Prisoners should only be released before the end of their sentence if they have behaved well, the justice secretary urges, saying he wants an end to the automatic early release system.
Insisting that "putting people behind bars" had reduced crime, Chris Grayling also said that he does not want to cut prison places, and signalled he was prepared to remove certain privileges for prisoners, such as watching Sky TV.
Under a system introduced by the Labour government, most prisoners are automatically released midway through their sentences.
But Mr Grayling, who took up the post of justice secretary in the last cabinet reshuffle, said that he wanted an end to the automatic system.
"What people don't particularly understand is why sentencing works in the way it does. If you get 10 years, you're out after five automaticallly," he told the Daily Telegraph.
"It's not something that can be changed overnight, there are constraints on the system, there are constraints on prison places.
"Ultimately, I'm attracted by an option that doesn't simply automatically release you at a certain point, regardless of whether you've behaved well or not."
The stance taken by Mr Grayling, who has previously said that he wants a "rehabiliation revolution" driven by a payment by results system, marks a change from his predecessor, Kenneth Clarke.

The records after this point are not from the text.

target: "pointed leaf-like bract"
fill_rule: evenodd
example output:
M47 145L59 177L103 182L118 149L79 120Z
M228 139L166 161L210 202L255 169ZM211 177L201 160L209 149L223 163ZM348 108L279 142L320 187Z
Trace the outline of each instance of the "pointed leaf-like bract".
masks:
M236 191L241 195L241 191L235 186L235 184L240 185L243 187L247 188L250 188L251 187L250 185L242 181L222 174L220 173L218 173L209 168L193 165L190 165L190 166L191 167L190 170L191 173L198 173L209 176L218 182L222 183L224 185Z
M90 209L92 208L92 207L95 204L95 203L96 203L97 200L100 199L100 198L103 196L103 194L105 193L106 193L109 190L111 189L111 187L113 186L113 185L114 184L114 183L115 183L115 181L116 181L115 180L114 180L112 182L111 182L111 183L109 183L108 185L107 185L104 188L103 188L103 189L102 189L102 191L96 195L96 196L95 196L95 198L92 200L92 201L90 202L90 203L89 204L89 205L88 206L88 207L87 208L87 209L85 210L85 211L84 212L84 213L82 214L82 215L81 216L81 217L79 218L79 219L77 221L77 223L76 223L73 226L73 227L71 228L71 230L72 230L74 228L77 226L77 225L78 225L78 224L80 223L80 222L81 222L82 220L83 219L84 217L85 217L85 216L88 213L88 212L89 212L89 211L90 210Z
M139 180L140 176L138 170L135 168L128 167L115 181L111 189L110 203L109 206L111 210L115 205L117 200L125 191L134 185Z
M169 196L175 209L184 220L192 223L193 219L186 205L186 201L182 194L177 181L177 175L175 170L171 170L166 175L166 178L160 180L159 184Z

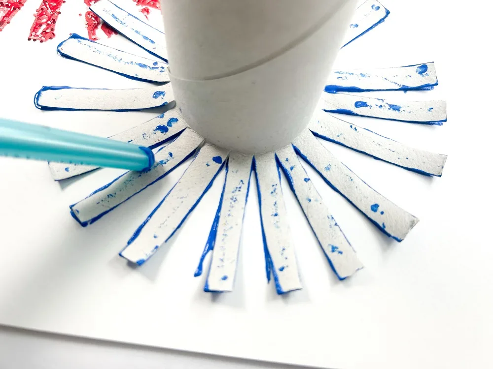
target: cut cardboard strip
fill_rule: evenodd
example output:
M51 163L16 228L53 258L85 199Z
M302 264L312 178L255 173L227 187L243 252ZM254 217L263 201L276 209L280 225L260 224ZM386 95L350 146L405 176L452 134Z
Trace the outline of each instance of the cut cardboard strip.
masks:
M228 151L206 144L178 183L129 240L120 255L141 265L181 226L212 185Z
M352 276L363 264L310 181L292 146L278 150L276 154L332 270L341 280Z
M122 90L43 86L35 95L34 104L42 110L127 112L164 106L174 100L171 83Z
M83 227L94 223L134 195L164 178L192 156L204 138L188 128L169 145L155 150L155 163L146 172L130 171L70 206Z
M233 290L250 186L252 158L251 155L233 152L228 159L226 178L218 213L199 265L201 269L205 255L213 250L204 288L206 292Z
M281 187L281 174L274 153L256 155L254 162L267 280L270 281L272 273L279 295L301 289L301 281Z
M330 113L359 115L411 123L442 125L447 122L447 104L434 101L395 101L348 93L322 94L320 107Z
M89 9L106 23L152 54L168 62L164 33L108 0L100 0Z
M432 90L438 84L433 62L395 68L332 72L325 92Z
M314 134L355 151L425 176L441 177L447 155L406 146L324 112L308 125Z
M179 109L174 107L145 123L108 138L152 149L174 138L187 126ZM55 181L67 179L97 169L97 167L90 165L55 162L50 162L49 166L51 175Z
M113 49L76 33L60 43L57 51L64 58L95 65L128 78L160 83L170 80L166 63Z
M293 146L329 185L385 234L401 241L419 221L370 187L325 149L308 129L295 140Z
M390 12L381 3L367 0L356 9L346 34L343 47L384 22Z

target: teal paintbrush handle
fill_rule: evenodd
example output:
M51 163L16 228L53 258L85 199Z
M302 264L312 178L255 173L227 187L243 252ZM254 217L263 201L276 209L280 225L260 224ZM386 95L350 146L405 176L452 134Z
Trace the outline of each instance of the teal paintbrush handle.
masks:
M137 171L154 162L146 147L1 119L0 155Z

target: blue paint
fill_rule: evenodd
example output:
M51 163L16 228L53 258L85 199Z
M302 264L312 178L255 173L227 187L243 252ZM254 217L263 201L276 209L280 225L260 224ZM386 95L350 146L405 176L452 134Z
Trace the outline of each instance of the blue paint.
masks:
M168 120L168 123L166 123L166 125L167 125L170 128L173 126L173 123L176 123L178 122L178 118L170 118Z
M422 64L416 68L416 73L418 74L423 75L428 70L428 65L425 64Z
M369 105L366 101L356 101L354 103L355 108L370 108L371 109L371 106Z
M166 94L166 91L156 91L152 94L152 98L157 99L159 97L164 97L164 95Z

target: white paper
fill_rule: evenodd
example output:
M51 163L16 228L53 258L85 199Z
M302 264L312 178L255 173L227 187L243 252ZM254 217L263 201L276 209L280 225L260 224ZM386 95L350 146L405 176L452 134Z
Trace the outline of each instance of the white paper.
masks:
M389 14L390 12L377 1L367 0L361 4L347 29L343 47L384 22Z
M174 100L170 83L121 90L43 86L35 96L35 105L42 110L124 112L164 106Z
M290 143L313 113L355 4L164 1L168 71L185 120L244 154Z
M324 112L316 112L308 128L325 140L425 175L441 177L447 160L446 155L407 146Z
M233 290L250 185L252 158L251 155L238 153L229 154L220 213L205 291Z
M108 25L151 54L168 61L164 33L129 14L108 0L101 0L89 9Z
M412 123L442 125L447 122L447 104L441 100L387 101L359 94L324 92L319 107L331 113Z
M136 231L120 256L140 265L167 242L209 189L228 153L209 144L203 146L180 180Z
M332 71L325 92L431 90L438 84L433 62L393 68Z
M386 234L401 241L419 221L367 184L325 149L310 130L304 131L293 145L331 187Z
M94 223L134 195L159 181L190 156L204 139L190 128L169 145L155 149L155 162L146 172L130 171L70 206L83 226Z
M276 154L331 267L340 279L363 268L356 252L323 203L291 145Z
M108 138L153 148L160 143L171 139L187 126L179 110L175 107L145 123ZM49 166L55 181L70 178L97 169L97 167L90 165L65 163L50 162Z
M168 64L95 42L75 33L57 49L64 58L83 62L132 79L164 83L170 80Z
M267 279L270 280L272 273L279 295L301 289L298 263L274 153L256 155L255 172Z

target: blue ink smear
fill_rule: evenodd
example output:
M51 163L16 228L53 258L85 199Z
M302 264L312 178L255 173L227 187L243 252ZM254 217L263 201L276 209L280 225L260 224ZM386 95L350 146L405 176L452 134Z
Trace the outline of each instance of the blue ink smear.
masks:
M176 123L178 122L178 118L170 118L168 120L168 123L166 123L166 125L168 127L173 127L173 123Z
M388 105L389 110L393 110L395 112L400 112L402 108L400 105L395 105L393 104L389 104L388 103L387 103L387 105Z
M165 91L156 91L152 94L152 98L157 99L159 97L164 97L166 94L166 92Z
M356 101L354 103L355 108L370 108L370 105L365 101Z
M169 128L164 124L160 124L159 125L157 126L156 127L156 128L153 130L159 131L161 133L166 133L167 132L170 130L170 128Z
M424 73L426 72L428 70L428 65L425 64L423 64L420 65L416 68L416 73L418 74L421 74L423 75Z

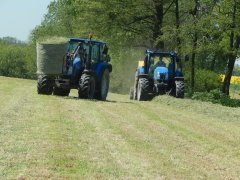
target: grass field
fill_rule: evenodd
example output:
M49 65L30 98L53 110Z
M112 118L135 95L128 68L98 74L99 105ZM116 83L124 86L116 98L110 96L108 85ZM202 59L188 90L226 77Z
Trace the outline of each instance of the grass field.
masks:
M76 96L0 77L0 179L240 179L240 108Z

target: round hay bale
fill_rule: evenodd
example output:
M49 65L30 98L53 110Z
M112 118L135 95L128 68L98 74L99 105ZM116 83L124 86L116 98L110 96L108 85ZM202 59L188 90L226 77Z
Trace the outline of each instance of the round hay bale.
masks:
M66 39L65 43L56 41L37 43L37 74L62 74L66 52Z

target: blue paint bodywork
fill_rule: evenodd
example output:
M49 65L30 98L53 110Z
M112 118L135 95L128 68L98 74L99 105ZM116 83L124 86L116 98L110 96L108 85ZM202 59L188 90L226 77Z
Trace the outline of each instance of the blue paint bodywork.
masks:
M156 67L154 70L154 80L167 81L168 80L168 68Z

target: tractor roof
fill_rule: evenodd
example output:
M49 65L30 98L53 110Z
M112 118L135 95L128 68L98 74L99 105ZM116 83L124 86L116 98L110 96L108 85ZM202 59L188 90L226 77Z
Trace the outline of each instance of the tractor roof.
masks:
M146 54L149 54L149 55L163 55L163 56L176 56L177 53L176 52L173 52L173 51L151 51L151 50L146 50Z
M88 43L90 40L89 39L87 39L87 38L69 38L68 39L69 41L75 41L75 42L83 42L83 43ZM91 42L92 43L94 43L94 44L99 44L99 45L101 45L101 44L106 44L105 42L103 42L103 41L95 41L95 40L91 40Z

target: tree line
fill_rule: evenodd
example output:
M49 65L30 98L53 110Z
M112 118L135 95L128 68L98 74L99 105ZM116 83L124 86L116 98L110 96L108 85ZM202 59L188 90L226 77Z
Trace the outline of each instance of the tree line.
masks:
M30 42L43 37L87 37L108 42L114 65L112 90L126 92L144 49L188 54L179 65L188 90L221 85L229 94L240 45L239 0L55 0ZM225 74L223 84L218 74Z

Mr Clarke said that too many people were in prison, and also advocated a "rehabilitation revolution" in a bid to keep numbers down. In September, the National Audit Office warned that the number of inmates would remain at record levels for six years, and in August, the Prison Reform Trust said that nearly two-thirds of prisons were overcrowded.
The very reason we saw the introduction of early release is because successive governments allowed the prison population to run out of control. Andrew Neilson, Howard League for Penal Reform
But amid anger from the Tory backbenches, and criticism that he was soft on crime, Mr Clarke was forced to abandon plans to cut the prison population further.
Mr Grayling signalled that he is not prepared to cut prison places, arguing that prison cuts crime.
"Every police force will tell you when a serial burglar is behind bars their local burglary rate goes down," he said.
He also said that he is prepared to consider greater use of electronic tagging. "One of the areas where possibly we've got increased scope in the future in monitoring offenders is GPS tagging where new technologies mean actually it's possible to watch an offender wherever they go."
Campaigners raised concerns over the justice secretary's comments. The Howard League for Penal Reform warned that the early release mechanism was introduced because prisons were struggling to cope with an expanding population, and that the system was there to free up places.
Andrew Neilson, director of campaigns, told Channel 4 News: "He's saying that he would rather see a system that was more dependent on good behaviour for early release.
"But the very reason we saw the introduction of early release is because successive governments allowed the prison population to run out of control.
"As long as we are sending as many people to prison, then we are forced to have these kinds of systems in place to make places available and that will continue as budgets continue to shrink."
John Hirst, a former prisoner who was jailed after he was convicted of manslaughter in 1980 and has launched legal action against the government over the ban on preventing prisoners from voting, said that behaviour is already taken into account when deciding whether to end a sentence early.
"That tends to be the position, anyway," he told Channel 4 News. "It's certainly a factor. It's all very well saying that prisoners should be of good behaviour, but prison authorities should also abide by the law."